RAILROADS: Unclean Hands
Like a mosquito at dusk, Manhattan Financial Consultant Randolph Phillips, 47, has driven many a big corporation to distraction with his stinging jabs at management control. His favorite target is railroads. Turning on his onetime associate, New York Central Railroad Chairman Robert R. Young, Phillips harried him so persistently through the courts that Young hardly dared go to Manhattan for months before his death because he feared Phillips' summonses. Last week Randy Phillips himself got swatted. He not only lost a court fight over his campaign to win a seat on the Pennsylvania Railroad's board but also took a tongue lashing from Federal Judge C. William Kraft Jr., who said that Phillips' "unclean hands bar the grant of any equitable relief."
Failing to win election (by 394,000 shares) at the May annual meeting, Phillips tried, by a series of serious charges, to bar the Pennsy's directors from taking their seats. He accused the Pennsy of violating Securities and Exchange Commission and state regulations by refusing to deliver stockholder lists to him, argued that President James M. Symes made "false and misleading statements" in two proxy letters which said that Phillips had "no experience or qualifications to serve as a director," and that he had assumed "self-conferred, high-sounding titles to describe his career."

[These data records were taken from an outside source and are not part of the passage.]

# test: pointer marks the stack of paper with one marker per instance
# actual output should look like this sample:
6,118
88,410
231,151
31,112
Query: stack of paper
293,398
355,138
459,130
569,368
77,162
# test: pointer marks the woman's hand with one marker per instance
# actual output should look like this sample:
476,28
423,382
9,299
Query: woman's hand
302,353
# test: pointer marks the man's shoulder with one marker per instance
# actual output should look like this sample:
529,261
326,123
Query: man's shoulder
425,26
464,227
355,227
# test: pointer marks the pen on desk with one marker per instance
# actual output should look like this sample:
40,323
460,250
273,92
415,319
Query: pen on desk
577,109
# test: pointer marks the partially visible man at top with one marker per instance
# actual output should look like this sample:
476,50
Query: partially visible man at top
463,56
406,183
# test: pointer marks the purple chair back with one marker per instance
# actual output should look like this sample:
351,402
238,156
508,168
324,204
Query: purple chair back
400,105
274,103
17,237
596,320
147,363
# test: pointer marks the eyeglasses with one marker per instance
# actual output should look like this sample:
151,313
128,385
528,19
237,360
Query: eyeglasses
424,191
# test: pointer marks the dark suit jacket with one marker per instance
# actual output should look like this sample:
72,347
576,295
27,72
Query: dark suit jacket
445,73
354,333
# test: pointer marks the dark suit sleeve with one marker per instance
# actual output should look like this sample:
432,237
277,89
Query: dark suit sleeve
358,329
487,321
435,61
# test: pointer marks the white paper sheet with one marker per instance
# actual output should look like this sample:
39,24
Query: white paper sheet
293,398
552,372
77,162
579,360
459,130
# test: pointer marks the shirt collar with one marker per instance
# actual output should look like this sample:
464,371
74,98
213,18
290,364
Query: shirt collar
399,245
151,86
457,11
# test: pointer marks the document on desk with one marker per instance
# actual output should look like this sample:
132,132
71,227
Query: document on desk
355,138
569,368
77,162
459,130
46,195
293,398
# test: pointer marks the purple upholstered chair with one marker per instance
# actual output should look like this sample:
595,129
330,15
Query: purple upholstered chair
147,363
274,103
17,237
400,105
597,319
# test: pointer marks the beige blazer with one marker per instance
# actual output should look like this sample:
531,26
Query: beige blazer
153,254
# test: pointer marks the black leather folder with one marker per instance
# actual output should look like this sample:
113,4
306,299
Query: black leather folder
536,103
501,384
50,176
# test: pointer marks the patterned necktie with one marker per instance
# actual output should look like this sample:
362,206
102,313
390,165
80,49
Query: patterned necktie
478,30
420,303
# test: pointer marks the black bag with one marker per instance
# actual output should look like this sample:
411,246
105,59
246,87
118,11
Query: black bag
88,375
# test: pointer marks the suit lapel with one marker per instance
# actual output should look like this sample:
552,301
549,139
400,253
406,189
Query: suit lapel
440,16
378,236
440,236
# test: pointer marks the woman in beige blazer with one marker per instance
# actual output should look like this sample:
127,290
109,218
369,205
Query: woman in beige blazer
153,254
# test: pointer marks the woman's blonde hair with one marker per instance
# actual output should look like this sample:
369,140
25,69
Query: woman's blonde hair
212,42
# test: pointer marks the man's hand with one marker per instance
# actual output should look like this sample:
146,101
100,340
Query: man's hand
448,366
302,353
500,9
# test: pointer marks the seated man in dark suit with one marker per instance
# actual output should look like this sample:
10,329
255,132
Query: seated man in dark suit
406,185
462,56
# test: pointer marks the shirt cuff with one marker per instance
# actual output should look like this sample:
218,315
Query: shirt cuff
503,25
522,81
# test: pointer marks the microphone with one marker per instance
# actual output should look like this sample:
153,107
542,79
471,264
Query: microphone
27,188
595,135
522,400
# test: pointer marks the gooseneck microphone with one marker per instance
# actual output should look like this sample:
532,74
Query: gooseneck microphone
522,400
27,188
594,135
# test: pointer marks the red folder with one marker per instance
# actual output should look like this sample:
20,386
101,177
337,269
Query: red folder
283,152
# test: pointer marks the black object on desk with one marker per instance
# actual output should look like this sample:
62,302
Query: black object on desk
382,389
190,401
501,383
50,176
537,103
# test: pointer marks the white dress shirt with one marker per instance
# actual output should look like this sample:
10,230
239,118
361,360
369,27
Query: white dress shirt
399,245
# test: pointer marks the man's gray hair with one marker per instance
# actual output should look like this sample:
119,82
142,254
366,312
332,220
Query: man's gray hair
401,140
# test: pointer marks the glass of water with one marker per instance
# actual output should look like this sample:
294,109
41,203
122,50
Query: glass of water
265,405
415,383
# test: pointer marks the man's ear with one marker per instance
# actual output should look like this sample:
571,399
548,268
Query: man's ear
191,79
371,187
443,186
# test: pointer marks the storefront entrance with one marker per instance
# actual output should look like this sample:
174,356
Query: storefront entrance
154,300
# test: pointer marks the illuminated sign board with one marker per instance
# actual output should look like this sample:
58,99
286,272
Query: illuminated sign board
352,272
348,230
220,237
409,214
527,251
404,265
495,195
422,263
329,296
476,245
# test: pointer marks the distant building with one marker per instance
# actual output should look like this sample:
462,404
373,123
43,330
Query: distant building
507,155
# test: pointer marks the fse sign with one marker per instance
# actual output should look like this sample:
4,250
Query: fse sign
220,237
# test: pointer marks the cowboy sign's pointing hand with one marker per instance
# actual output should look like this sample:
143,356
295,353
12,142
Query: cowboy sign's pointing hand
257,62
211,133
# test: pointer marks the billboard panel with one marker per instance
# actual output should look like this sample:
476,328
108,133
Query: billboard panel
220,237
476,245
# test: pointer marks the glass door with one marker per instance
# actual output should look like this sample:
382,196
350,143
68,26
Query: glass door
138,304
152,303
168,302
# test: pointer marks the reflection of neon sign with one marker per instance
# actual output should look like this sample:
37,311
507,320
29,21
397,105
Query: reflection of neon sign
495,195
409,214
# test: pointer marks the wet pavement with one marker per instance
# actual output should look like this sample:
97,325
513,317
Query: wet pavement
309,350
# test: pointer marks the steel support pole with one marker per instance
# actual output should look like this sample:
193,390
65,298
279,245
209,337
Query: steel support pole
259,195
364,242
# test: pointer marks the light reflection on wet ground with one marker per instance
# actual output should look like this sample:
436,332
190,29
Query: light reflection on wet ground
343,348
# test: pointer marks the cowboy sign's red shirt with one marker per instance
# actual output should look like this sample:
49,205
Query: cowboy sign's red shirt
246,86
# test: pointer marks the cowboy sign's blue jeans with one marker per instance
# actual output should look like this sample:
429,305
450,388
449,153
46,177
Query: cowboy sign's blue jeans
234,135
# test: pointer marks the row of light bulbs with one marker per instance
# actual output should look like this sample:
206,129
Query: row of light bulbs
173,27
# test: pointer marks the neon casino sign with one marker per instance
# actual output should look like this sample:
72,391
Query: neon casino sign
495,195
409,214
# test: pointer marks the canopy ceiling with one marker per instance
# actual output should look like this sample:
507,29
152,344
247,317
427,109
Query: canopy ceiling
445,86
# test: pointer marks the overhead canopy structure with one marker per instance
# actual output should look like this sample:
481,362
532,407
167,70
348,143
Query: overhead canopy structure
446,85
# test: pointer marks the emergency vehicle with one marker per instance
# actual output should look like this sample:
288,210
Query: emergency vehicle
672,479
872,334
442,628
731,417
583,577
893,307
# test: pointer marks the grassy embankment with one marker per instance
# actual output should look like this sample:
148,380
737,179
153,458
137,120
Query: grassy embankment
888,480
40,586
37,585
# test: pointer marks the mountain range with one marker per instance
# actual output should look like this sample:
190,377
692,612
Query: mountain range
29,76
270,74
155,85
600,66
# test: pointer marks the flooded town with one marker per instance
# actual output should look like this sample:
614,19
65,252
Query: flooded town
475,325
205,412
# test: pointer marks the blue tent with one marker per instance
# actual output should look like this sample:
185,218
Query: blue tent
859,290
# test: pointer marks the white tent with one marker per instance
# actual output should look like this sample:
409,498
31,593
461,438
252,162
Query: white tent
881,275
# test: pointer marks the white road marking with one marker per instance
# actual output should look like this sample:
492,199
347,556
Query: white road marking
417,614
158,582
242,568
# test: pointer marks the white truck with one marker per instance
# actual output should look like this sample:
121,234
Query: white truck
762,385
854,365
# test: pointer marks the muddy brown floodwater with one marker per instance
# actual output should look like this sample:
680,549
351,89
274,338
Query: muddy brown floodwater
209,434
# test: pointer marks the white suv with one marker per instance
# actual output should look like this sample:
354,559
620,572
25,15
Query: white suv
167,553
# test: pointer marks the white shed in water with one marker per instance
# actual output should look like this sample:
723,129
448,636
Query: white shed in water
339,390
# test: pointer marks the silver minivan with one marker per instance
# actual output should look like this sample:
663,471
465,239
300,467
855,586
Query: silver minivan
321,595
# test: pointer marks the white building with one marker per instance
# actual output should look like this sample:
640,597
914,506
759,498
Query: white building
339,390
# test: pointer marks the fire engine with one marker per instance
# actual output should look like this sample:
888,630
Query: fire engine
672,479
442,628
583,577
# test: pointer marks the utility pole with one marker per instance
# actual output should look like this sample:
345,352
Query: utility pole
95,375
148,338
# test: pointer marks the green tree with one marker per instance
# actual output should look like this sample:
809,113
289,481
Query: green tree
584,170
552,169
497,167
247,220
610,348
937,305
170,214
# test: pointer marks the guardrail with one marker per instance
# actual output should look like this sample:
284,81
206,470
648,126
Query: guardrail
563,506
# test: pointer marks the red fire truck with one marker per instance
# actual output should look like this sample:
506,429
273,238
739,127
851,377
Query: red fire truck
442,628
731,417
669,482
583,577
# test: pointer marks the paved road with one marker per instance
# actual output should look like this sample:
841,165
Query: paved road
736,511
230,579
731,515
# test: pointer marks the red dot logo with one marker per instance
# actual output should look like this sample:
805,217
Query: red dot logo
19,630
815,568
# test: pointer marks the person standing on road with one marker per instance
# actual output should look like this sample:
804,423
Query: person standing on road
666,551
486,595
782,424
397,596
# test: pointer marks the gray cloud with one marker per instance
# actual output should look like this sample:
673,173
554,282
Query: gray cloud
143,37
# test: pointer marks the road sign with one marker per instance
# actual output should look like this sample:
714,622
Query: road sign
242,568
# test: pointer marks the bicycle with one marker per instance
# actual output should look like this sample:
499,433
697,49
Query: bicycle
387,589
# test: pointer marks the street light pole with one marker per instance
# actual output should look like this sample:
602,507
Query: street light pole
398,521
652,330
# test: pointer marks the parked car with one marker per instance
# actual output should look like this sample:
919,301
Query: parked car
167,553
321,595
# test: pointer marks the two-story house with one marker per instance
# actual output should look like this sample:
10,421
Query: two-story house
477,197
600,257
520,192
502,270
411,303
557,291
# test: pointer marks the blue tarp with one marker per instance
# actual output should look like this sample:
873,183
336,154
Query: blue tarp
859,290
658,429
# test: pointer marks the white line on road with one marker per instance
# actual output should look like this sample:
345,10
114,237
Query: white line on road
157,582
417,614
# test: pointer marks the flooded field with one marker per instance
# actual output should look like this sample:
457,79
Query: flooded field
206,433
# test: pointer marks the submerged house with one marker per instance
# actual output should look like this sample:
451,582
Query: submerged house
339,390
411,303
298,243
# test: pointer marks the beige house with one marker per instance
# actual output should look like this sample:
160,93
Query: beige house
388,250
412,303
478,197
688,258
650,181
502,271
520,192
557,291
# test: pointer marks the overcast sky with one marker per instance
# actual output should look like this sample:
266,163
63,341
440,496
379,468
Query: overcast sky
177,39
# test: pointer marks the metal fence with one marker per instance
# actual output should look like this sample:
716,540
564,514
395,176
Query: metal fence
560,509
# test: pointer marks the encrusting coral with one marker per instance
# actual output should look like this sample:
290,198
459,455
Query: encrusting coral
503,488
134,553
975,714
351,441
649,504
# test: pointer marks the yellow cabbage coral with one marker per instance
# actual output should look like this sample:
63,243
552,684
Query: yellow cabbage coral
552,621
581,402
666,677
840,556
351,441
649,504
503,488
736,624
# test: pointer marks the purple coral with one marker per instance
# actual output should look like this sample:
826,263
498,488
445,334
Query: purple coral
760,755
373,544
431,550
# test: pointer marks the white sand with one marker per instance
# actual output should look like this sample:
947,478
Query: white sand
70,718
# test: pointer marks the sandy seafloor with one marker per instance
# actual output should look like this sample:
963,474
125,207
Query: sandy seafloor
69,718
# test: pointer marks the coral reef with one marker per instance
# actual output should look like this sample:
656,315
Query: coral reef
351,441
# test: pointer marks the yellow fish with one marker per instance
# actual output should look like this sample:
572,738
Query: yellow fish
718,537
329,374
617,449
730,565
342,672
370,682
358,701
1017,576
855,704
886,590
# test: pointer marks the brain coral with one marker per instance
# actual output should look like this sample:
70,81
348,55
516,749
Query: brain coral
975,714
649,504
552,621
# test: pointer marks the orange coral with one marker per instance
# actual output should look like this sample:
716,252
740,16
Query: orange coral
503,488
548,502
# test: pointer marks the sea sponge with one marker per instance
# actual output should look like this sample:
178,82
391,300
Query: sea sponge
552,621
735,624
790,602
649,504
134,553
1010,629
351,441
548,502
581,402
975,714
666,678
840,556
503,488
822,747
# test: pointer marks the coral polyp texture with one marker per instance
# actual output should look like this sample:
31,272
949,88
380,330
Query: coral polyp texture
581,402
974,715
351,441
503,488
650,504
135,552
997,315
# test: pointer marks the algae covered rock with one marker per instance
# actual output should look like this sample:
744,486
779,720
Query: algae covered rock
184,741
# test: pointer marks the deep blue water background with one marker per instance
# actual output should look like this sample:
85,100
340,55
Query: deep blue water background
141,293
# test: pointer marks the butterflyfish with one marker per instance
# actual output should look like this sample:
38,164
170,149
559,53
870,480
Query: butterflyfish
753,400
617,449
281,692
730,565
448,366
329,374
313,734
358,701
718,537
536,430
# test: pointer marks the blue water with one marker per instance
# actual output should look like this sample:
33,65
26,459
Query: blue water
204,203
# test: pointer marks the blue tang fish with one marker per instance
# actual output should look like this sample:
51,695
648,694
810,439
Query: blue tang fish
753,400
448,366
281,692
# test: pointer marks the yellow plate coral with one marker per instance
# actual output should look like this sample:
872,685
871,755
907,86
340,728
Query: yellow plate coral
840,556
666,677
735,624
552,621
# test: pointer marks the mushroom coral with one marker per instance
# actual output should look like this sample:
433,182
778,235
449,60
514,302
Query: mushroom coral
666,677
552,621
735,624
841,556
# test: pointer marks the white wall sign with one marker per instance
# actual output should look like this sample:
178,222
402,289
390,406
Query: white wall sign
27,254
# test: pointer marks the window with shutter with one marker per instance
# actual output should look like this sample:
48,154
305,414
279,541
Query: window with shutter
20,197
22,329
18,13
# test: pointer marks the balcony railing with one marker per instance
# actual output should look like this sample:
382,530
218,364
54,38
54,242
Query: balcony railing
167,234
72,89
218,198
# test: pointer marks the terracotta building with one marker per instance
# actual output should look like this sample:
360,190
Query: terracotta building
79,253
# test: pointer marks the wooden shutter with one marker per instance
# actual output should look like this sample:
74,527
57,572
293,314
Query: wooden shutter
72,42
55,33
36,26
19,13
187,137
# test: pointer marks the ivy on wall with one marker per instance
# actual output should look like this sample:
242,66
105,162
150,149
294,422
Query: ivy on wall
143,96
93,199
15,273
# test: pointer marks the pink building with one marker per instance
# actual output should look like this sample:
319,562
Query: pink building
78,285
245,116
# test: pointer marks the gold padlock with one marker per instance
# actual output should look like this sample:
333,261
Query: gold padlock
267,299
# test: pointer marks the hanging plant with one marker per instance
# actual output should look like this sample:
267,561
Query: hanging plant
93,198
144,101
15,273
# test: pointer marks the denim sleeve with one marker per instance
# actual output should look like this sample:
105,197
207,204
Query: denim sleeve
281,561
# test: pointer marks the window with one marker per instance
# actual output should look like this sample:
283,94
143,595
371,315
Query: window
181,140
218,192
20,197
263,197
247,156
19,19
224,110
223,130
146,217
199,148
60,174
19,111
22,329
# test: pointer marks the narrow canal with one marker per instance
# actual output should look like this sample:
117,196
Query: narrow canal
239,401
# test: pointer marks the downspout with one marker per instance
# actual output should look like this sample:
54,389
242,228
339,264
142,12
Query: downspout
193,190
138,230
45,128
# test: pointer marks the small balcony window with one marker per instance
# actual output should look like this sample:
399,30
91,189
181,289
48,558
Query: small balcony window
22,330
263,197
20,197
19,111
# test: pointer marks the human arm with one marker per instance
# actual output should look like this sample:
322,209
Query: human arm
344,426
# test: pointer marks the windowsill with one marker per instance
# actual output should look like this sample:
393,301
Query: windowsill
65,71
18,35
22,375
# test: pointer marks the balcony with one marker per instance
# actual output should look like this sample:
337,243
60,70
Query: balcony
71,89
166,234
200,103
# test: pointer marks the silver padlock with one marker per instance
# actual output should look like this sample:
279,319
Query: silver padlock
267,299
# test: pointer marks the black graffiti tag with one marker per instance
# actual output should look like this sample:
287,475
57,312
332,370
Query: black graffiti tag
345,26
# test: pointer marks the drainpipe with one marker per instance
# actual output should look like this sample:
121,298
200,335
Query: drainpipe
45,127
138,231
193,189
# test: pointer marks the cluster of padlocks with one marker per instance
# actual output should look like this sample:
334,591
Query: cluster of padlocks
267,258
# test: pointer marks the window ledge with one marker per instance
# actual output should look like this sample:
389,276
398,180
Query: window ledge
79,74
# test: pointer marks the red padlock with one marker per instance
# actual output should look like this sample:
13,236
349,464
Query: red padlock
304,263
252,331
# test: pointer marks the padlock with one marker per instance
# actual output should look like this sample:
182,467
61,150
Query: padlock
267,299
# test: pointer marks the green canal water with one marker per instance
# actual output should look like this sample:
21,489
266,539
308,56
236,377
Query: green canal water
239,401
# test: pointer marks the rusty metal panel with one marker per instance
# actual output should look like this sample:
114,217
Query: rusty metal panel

In rejecting Phillips' charges, Judge Kraft found that he had not been denied stockholder lists to which he was entitled and that Symes also had a perfect right to describe him as he did. Actually, the Pennsy, not Phillips, was the injured party. It was Phillips, said Judge Kraft, who had "knowingly, maliciously and intentionally violated" SEC rules by secretly sending telegrams to two Swiss banks in an effort to have the banks withhold their proxies. Only slightly taken aback, Phillips announced that he would appealto demand that Pennsy's directors be required to pay from their own pockets the cost of fighting his attempt to get on the board.